Cognitive Impairment & Other Strange Migraine Symptoms

Pain is an obvious symptom of migraine, but there’s so much more to migraine than the headache. Even the well-known symptoms like nausea, vomiting, sensitivity to light and sound, and sometimes aura barely scratch the surface.

Right now I’m in the early stages of a migraine. Although I can feel the pain coming on, more frustrating is that I’m having trouble thinking, concentrating and finding words. I’m fatigued and thirsty. The black circles under my eyes have returned. Eating might make me feel better, but I’m nauseated, have no appetite and the smell of food turns my stomach.

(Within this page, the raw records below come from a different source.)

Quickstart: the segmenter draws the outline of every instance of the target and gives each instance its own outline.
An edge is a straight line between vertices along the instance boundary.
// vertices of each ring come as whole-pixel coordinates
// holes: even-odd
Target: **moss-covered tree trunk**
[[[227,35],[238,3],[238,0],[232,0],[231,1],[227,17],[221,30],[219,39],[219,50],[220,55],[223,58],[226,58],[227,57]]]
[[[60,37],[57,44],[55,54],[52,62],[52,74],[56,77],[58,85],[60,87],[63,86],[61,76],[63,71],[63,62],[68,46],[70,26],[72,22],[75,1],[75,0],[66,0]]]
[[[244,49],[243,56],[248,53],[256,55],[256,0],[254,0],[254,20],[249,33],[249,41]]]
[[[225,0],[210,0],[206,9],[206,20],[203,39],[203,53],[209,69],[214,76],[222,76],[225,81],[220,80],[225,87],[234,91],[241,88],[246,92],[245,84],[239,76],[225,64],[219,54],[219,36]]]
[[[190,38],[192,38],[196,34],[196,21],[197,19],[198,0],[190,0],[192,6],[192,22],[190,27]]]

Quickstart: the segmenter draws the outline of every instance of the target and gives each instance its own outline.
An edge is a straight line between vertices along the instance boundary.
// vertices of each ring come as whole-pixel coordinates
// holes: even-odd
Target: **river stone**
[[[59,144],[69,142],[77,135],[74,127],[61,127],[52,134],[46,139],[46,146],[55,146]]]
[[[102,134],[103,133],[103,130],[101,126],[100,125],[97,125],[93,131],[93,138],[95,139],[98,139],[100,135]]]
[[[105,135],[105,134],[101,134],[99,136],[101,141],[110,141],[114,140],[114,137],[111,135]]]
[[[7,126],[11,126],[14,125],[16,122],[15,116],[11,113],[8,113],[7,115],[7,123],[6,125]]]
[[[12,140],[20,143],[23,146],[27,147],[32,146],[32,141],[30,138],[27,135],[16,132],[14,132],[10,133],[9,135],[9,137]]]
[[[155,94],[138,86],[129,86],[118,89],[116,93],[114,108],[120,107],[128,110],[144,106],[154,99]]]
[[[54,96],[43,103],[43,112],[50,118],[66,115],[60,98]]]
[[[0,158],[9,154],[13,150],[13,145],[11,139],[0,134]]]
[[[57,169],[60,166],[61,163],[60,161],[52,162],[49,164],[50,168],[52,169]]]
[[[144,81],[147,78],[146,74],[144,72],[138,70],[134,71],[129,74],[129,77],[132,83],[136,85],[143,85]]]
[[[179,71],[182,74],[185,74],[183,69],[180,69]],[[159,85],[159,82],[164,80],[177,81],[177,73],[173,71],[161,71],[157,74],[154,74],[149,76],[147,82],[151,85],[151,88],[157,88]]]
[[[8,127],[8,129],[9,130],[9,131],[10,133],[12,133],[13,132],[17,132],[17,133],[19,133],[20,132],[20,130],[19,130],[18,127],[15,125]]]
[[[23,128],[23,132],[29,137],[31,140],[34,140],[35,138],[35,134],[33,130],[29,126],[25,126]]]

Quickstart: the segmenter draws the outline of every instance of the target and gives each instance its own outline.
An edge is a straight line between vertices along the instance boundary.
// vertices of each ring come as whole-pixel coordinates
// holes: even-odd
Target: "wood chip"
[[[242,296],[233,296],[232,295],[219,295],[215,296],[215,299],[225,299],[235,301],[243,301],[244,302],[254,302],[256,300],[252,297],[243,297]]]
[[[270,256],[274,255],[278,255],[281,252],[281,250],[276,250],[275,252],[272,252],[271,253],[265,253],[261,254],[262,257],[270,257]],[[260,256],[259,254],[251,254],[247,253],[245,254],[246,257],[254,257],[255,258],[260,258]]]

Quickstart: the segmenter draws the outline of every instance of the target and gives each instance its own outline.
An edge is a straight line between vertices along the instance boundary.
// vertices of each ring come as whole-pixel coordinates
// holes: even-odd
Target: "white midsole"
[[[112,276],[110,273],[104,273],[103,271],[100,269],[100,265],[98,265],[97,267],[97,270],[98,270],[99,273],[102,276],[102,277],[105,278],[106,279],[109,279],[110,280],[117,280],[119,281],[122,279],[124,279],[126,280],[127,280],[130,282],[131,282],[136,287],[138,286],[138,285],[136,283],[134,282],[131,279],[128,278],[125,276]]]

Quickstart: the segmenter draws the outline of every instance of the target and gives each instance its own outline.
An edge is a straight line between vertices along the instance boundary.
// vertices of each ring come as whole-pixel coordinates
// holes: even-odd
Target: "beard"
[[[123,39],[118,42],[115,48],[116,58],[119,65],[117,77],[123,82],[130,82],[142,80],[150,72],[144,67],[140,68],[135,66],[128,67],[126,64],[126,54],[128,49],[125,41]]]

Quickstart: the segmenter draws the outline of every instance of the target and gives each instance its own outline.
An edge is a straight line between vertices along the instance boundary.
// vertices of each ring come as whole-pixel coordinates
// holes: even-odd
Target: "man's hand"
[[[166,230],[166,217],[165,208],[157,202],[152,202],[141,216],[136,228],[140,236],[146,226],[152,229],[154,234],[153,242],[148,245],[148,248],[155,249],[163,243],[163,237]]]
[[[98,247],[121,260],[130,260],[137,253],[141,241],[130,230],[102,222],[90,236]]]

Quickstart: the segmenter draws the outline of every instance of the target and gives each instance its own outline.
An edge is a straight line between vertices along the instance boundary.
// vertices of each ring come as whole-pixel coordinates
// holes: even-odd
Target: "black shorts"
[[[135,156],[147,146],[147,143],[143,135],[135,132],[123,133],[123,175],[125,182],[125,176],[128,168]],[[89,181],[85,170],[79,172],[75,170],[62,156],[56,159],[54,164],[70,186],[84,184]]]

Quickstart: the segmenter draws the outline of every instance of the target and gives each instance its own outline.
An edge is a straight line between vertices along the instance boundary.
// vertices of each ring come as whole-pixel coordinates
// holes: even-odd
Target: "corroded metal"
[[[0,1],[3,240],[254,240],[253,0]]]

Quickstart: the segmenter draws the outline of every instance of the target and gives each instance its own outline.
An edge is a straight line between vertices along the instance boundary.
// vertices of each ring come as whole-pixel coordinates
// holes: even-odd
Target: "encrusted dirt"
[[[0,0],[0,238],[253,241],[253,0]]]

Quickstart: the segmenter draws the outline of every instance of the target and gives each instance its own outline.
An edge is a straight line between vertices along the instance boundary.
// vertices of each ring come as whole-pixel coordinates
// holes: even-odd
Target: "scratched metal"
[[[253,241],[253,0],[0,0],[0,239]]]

My current symptoms are part of the many different migraine symptoms. I now know what to expect, but I was terrified when I first noticed all these strange feelings I had before and during a migraine. Cognitive impairment was by far the scariest (and it still frustrates me to no end).

My mind is so fuzzy that I can’t make sense of the rest of the post. I’ll return to the topic next week. In the meantime, here are some relevant links that I intend to use as support.


7 Responses to “Cognitive Impairment & Other Strange Migraine Symptoms”

  1. Christina P Says:


    This states that in a study of migraineurs at age 26 who had been diagnosed in childhood, some as early as age 3, there were “subtle but significant” cognitive differences from indivuiduals with tension-type headache.

    It may depend on age at onset.

    There is also an interesting study recently done that showed that migraine sufferers overestimate their cognitive abilities during an attack–particularly in the early phases. I could probably find the link if I didn’t have a stooopid MIGRAINE.

    That’s fascinating.


  2. Daniel Hedrick Says:

    Only recently were the massive headaches I have been having diagnosed as migraines, but I think that’s because I used to only get them about once every six months or so. Recently I’ve gotten two or three a month.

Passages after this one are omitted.